Charles Thomson is in no doubt about Cullen’s worth: “There was founded for him the chair of medicine in that city [Glasgow]. Cullen lectured on both physic and chemistry until 1755, when he was transferred to Edinburgh, where for 35 years he was in turn Professor of Chemistry, Institutes of Medicine, and Medicine. “He gave a new dignity to chemistry by treating it as a science in itself, helpful to art and commerce, and not as a mere appanage of medicine. In medicine he did valuable service in the classification of diseases and in his inquiries into the nervous system.

“In particular, he investigated the phenomena of reflex action, and the results established by him led not long afterwards to the discovery of the distinction between sensory and motor nerve fibres.”

Cullen’s teaching methods earned him such distinction that thousands of pupils came from all over the world to attend his lectures. The idea of modern lectures was not invented by Cullen but he popularised his technique, particularly by giving lectures “on the spot” at Edinburgh Royal Infirmary.

Two pupils and associates of Cullen were to make their family noted in medical history while being examples of the many Scottish medical people who made their name in London.

William Hunter (1718-83) from East Kilbride moved to London in the 1740s and was soon recognised as the top surgeon of his day for his expertise in anatomy and obstetrics. From 1770, he used his wealth to accumulate many items and pieces of art which were bequeathed to Glasgow University to form Scotland’s oldest public museum, the Hunterian.
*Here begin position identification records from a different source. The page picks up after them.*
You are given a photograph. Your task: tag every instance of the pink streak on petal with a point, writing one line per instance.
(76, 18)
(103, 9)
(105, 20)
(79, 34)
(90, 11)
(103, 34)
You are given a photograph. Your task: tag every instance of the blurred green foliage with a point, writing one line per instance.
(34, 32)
According to Charles Thomson, William’s brother John Hunter (1728-93) “reached even a greater degree of eminence in his profession. At the age of 20 he joined his brother in London. With much less talent as a lecturer, John gradually outdistanced his brother as an anatomist and the study of comparative anatomy engrossed much of his attention.

“In 1776 he was appointed surgeon-extraordinary to the king, and in 1789 inspector-general of hospitals, and surgeon-general of the army. He took a prominent part in founding the London Veterinary College.

“He is now generally recognised as an original investigator of much talent, and Sir Richard Owen, the zoologist, said of his work in comparative anatomy, ‘It appears to me that he marks a new epoch’.” He, too, founded a Hunterian Museum which is in the care of the Royal College of Surgeons in London.

All these great figures flourished in the 18th century and if anything the 19th century would produce many more Scots distinguished in medical science.